Review: In a fractious early exchange between the downtrodden heroine of director William Oldroyd’s psychological thriller and her bile-spewing father, the perpetually inebriated patriarch cruelly instructs his only child: “Get a life Eileen… get a clue!” Eileen follows orders, fearful of the repercussions if she dissents, but audiences may not appreciate the results of her wishful self-improvement, adapted by Ottessa Moshfegh from her critically acclaimed 2015 novel with husband Luke Goebel.
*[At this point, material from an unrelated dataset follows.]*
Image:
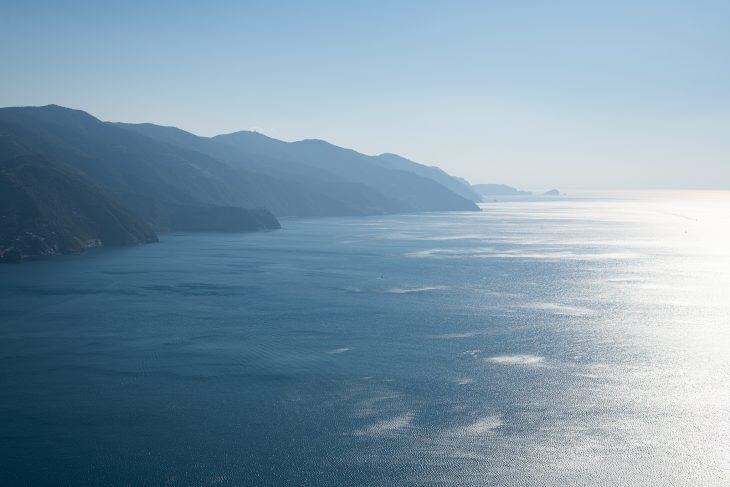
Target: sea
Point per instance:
(567, 341)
Set in 1960s Massachusetts, Oldroyd’s picture is a glacial study of perversity, compulsion and coercion that flirts with darkness and weirdness, with wafts of sapphic romance a la Todd Haynes’s infinitely superior Carol. Ultimately, Eileen is a lot of foreplay and very little satisfaction for either the characters or us with a hurried finale that twists sharply in one unexpected direction (replete with show-stopping monologue from Marin Ireland). A gnarly punishment is an awkward fit for the torrid crime.
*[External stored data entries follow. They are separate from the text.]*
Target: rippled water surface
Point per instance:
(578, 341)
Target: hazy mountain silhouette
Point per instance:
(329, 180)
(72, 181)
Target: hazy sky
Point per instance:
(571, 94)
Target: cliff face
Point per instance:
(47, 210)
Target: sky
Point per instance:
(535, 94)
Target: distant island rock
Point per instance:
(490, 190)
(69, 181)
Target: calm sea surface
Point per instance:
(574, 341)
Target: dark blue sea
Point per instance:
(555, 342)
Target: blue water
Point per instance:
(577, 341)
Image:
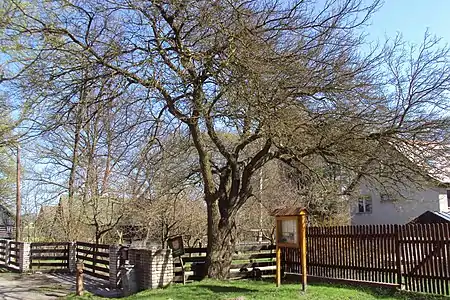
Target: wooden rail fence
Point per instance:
(95, 259)
(245, 259)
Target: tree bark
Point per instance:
(221, 229)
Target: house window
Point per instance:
(365, 205)
(387, 198)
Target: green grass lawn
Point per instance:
(218, 290)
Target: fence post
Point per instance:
(72, 259)
(398, 263)
(7, 253)
(24, 257)
(113, 265)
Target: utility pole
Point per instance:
(18, 200)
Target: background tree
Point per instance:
(292, 81)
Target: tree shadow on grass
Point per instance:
(226, 289)
(383, 292)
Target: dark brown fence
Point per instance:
(366, 253)
(49, 256)
(425, 251)
(3, 245)
(95, 259)
(245, 259)
(13, 250)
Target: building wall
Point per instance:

Stylistic flourishes including projector reel clicks on the soundtrack to evoke a bygone era of film noir on celluloid are welcome and Anne Hathaway is positively delicious as an alluring psychologist, who slinks through the youth reform system and seduces the title character into straying outside her comfort zone. Conversely, Thomasin McKenzie is emotionally underpowered as the wallflower waiting to bloom in poisoned earth and the tricky musicality of her Boston accent hits occasional bum notes.
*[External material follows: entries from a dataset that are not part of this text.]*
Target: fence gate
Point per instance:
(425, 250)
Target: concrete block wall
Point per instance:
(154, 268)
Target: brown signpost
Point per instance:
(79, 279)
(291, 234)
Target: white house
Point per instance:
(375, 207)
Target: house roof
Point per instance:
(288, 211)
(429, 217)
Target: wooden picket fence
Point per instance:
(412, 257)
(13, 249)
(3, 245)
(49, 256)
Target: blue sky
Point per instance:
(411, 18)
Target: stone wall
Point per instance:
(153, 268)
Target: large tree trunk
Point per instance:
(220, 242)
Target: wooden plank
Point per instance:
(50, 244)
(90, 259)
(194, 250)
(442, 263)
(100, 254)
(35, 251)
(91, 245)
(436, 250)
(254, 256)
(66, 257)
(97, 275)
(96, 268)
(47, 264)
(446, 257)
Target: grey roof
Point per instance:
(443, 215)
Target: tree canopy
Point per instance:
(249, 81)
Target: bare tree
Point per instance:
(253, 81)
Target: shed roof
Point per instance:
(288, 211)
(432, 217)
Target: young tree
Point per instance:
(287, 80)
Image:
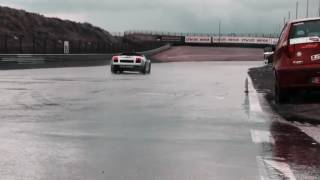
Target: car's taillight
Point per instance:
(291, 51)
(115, 59)
(138, 60)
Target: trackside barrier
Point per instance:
(24, 61)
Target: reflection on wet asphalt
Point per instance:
(183, 121)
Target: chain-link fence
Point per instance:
(20, 44)
(162, 33)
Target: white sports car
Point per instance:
(130, 62)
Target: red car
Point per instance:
(296, 61)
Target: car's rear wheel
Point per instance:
(144, 69)
(282, 95)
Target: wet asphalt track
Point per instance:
(184, 121)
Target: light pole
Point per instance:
(319, 9)
(297, 9)
(307, 8)
(219, 31)
(289, 16)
Twenty-something shrinking violet Eileen Dunlop (McKenzie) works as a secretary at a juvenile detention centre, a thankless grind made bearable by secret erotic fantasies about one of the male guards (Owen Teague). Home life is equally dispiriting. She weathers constant abuse from her father Jim (Shea Whigham), a former police officer and drunk who likens important people to central characters in Hollywood movies. “Other people are just filling space, That’s you Eileen, you’re one of them,” he callously informs his daughter.
The arrival of glamorous psychologist Dr Rebecca St John (Hathaway) turns heads and Eileen is mesmerised by the impeccably tailored new addition to the staff. Rebecca reassesses the case of a sullen, withdrawn inmate named Lee Polk (Sam Nivola), who killed his father. “Some families are so sick, so twisted, the only way out is for someone to die,” observes the psychologist with icy detachment. As Eileen’s infatuation with Rebecca intensifies, the secretary supervises a tense visit from Lee’s mother Rita (Ireland) and Dr St John savours the adrenaline rush of living dangerously.
Eileen is a trudge compared with Oldroyd’s award-winning 2016 debut, Lady Macbeth, starring Florence Pugh, which also charts a disaffected heroine’s sexual awakening. A messy final 15 minutes dream of Hitchcock but wake closer to melodramatic poppycock.